# **TikTok Project**
**Course 5 - Regression Analysis: Simplify complex data relationships**

In [1]:
import numpy as np
import pandas as pd
import platform
import statsmodels
print('Python version: ', platform.python_version())
print('numpy version: ', np.__version__)
print('pandas version: ', pd.__version__)
print('statsmodels version: ', statsmodels.__version__)

Python version:  3.12.11
numpy version:  2.3.0
pandas version:  2.3.0
statsmodels version:  0.14.5


You are a data professional at TikTok. The data team is working towards building a machine learning model that can be used to determine whether a video contains a claim or whether it offers an opinion. With a successful prediction model, TikTok can reduce the backlog of user reports and prioritize them more efficiently.

The team is getting closer to completing the project, having completed an initial plan of action, initial Python coding work, EDA, and hypothesis testing.

The TikTok team has reviewed the results of the hypothesis testing. TikTok’s Operations Lead, Maika Abadi, is interested in how different variables are associated with whether a user is verified. Earlier, the data team observed that if a user is verified, they are much more likely to post opinions. Now, the data team has decided to explore how to predict verified status to help them understand how video characteristics relate to verified users. Therefore, you have been asked to conduct a logistic regression using verified status as the outcome variable. The results may be used to inform the final model related to predicting whether a video is a claim vs an opinion.

A notebook was structured and prepared to help you in this project. Please complete the following questions.

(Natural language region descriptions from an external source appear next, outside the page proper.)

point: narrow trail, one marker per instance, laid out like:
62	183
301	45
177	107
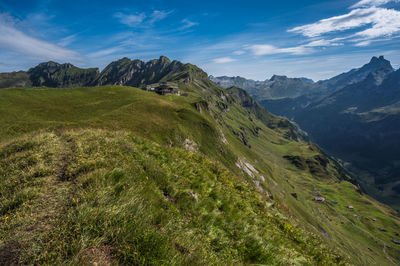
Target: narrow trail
52	194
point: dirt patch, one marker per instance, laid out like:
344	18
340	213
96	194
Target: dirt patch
190	145
10	253
67	155
100	256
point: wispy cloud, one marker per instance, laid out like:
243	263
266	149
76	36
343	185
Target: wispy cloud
188	24
14	40
369	3
142	19
360	26
266	49
67	40
224	60
158	15
239	52
130	20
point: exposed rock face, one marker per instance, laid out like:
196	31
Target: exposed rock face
275	88
52	74
354	116
125	72
138	73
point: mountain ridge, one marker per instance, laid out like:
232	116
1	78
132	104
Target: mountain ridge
206	178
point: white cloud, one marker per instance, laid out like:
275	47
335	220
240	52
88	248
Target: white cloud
266	49
223	60
130	20
67	40
239	52
369	3
13	39
105	52
324	43
158	15
371	23
188	24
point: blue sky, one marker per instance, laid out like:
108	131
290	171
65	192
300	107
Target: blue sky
254	39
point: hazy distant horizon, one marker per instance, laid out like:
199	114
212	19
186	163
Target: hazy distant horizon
252	39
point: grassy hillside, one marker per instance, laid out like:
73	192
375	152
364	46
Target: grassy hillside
118	175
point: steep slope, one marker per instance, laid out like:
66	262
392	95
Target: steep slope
15	79
131	177
138	73
277	87
291	106
52	74
360	125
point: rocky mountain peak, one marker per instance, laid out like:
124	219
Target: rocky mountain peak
278	77
379	62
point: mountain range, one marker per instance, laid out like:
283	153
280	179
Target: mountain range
354	116
96	171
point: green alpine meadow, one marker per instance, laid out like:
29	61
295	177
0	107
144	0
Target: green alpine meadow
120	175
199	133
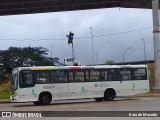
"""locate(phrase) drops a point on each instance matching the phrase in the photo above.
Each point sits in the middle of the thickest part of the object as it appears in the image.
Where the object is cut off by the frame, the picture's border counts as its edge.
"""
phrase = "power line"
(86, 37)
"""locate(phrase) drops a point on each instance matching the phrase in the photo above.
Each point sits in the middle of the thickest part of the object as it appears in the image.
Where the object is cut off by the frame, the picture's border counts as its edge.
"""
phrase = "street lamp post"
(92, 45)
(144, 49)
(51, 50)
(125, 52)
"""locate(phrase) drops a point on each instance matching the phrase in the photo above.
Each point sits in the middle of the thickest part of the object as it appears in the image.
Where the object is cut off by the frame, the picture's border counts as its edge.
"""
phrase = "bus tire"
(109, 94)
(36, 103)
(45, 98)
(98, 99)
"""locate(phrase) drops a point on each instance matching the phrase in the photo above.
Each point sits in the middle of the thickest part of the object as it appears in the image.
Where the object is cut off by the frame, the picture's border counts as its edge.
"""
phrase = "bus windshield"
(14, 82)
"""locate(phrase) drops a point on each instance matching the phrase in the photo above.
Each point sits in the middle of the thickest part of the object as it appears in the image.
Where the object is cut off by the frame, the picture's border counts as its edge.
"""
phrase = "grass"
(4, 95)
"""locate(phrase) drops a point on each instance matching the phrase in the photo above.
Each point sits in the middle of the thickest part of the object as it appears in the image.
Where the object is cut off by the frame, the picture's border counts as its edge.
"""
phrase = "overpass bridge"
(15, 7)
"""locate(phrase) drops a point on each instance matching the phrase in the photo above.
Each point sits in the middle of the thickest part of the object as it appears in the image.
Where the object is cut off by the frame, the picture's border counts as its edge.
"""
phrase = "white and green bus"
(41, 85)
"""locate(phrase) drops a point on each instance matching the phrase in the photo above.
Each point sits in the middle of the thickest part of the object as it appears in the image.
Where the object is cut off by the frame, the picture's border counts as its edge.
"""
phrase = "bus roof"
(79, 67)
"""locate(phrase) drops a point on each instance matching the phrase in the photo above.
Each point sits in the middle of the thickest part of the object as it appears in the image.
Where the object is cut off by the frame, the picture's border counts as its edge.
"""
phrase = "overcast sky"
(103, 22)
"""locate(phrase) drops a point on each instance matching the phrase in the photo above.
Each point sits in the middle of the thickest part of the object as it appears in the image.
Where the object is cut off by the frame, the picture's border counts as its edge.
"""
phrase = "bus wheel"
(109, 94)
(98, 99)
(45, 99)
(36, 103)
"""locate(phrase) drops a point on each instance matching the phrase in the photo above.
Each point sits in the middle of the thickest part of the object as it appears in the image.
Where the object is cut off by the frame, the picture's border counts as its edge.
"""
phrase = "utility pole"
(70, 40)
(125, 52)
(51, 50)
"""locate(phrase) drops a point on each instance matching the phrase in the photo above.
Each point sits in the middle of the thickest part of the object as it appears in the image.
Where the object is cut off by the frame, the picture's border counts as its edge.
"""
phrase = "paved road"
(119, 104)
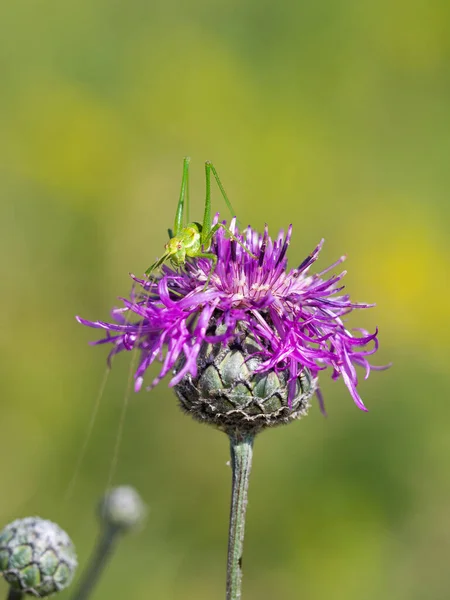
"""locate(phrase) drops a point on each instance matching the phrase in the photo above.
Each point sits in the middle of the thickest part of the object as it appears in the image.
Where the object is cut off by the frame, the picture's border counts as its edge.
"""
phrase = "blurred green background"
(331, 115)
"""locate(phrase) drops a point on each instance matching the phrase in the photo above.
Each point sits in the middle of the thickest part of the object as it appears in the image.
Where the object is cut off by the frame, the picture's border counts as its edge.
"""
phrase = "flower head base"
(36, 556)
(122, 508)
(294, 319)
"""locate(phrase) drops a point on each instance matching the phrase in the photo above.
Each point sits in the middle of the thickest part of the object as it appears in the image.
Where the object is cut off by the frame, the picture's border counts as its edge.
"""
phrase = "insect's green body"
(194, 239)
(187, 243)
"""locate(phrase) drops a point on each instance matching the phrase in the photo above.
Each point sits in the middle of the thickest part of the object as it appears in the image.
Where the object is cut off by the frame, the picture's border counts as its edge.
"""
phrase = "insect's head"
(176, 251)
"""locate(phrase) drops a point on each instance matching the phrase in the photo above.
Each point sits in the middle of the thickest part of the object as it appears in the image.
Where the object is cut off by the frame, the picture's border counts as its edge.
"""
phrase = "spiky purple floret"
(296, 317)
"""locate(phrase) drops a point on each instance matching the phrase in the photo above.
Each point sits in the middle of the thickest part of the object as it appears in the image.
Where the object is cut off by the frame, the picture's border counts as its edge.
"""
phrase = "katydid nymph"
(194, 239)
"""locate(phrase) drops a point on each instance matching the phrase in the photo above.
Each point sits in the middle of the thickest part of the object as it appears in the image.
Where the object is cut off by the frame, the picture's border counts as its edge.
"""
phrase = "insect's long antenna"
(178, 226)
(71, 486)
(221, 188)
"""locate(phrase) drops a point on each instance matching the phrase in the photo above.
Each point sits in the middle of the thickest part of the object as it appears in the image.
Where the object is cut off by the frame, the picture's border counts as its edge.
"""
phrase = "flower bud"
(36, 556)
(122, 508)
(229, 392)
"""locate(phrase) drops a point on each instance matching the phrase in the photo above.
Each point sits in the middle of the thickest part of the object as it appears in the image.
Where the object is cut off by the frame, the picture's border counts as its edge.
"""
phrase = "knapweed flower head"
(248, 323)
(36, 556)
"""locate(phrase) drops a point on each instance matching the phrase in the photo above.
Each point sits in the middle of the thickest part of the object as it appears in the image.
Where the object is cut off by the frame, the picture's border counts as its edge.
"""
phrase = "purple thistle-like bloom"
(296, 317)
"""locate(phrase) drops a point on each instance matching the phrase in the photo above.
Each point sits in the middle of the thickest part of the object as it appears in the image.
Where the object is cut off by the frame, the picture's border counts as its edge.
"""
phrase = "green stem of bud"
(15, 594)
(102, 553)
(241, 447)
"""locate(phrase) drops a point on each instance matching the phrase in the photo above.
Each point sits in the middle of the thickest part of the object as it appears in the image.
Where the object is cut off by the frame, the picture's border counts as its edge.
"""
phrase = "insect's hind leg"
(210, 168)
(232, 236)
(184, 196)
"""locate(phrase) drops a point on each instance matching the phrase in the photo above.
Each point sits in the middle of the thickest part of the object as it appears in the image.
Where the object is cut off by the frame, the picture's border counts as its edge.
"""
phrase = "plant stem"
(241, 447)
(98, 561)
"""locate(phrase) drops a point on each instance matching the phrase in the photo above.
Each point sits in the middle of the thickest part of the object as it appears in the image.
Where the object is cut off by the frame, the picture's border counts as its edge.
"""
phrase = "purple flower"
(296, 317)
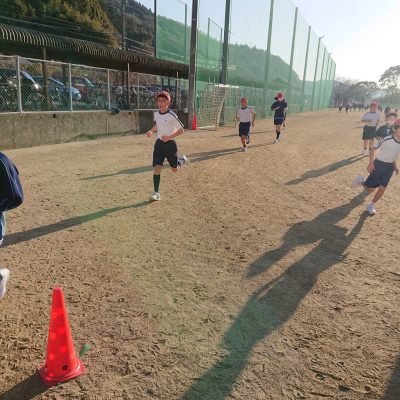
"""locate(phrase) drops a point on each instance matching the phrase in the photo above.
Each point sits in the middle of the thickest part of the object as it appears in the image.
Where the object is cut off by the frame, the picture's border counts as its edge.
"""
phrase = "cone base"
(50, 380)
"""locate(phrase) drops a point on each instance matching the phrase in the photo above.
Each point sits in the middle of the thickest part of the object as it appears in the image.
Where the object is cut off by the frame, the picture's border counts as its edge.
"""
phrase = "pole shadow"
(196, 157)
(393, 387)
(26, 390)
(269, 307)
(19, 237)
(326, 169)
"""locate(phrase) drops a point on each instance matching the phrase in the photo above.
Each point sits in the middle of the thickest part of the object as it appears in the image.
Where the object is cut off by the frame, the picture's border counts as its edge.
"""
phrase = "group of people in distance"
(382, 156)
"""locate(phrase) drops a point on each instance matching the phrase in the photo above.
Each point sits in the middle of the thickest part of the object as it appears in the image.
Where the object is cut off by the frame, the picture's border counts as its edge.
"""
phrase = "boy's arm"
(371, 166)
(152, 130)
(167, 138)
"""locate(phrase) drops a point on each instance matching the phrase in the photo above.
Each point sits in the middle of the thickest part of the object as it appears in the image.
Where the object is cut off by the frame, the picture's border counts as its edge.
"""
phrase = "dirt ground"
(257, 276)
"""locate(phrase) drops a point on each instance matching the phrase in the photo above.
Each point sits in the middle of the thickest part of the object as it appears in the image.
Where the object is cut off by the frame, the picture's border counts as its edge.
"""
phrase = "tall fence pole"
(315, 73)
(320, 79)
(291, 57)
(70, 87)
(225, 46)
(268, 58)
(192, 61)
(303, 86)
(19, 96)
(108, 90)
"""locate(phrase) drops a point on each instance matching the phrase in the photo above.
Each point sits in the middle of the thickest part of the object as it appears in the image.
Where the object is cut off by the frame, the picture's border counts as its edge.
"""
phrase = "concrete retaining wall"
(34, 129)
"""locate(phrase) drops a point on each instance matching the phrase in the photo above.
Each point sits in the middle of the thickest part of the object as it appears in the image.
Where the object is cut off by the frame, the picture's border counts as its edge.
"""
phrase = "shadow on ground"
(19, 237)
(271, 305)
(326, 169)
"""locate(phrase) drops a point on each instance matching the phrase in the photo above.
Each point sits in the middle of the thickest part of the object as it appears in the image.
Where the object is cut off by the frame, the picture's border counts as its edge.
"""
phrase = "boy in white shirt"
(371, 120)
(168, 127)
(246, 116)
(381, 167)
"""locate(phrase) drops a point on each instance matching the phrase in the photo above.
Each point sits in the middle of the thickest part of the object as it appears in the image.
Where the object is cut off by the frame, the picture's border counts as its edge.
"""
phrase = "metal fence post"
(108, 90)
(291, 57)
(19, 96)
(267, 58)
(303, 86)
(315, 74)
(70, 87)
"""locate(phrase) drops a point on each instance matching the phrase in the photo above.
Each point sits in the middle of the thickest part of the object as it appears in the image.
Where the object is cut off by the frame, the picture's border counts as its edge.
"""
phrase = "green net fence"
(271, 49)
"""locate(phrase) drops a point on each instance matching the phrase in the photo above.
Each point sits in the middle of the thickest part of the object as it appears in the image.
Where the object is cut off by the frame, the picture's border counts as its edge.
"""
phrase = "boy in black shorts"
(168, 127)
(246, 116)
(387, 129)
(382, 167)
(371, 120)
(280, 108)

# **Course 5 End-of-course project: Regression modeling**


In this activity, you will build a logistic regression model in Python. As you have learned, logistic regression helps you estimate the probability of an outcome. For data science professionals, this is a useful skill because it allows you to consider more than one variable against the variable you're measuring against. This opens the door for much more thorough and flexible analysis to be completed.

<br/>

**The purpose** of this project is to demostrate knowledge of EDA and regression models.

**The goal** is to build a logistic regression model and evaluate the model.
<br/>
*This activity has three parts:*

**Part 1:** EDA & Checking Model Assumptions
* What are some purposes of EDA before constructing a logistic regression model?

**Part 2:** Model Building and Evaluation
* What resources do you find yourself using as you complete this stage?

**Part 3:** Interpreting Model Results

* What key insights emerged from your model(s)?

* What business recommendations do you propose based on the models built?

Follow the instructions and answer the question below to complete the activity. Then, you will complete an executive summary using the questions listed on the PACE Strategy Document.

Be sure to complete this activity before moving on. The next course item will provide you with a completed exemplar to compare to your own work.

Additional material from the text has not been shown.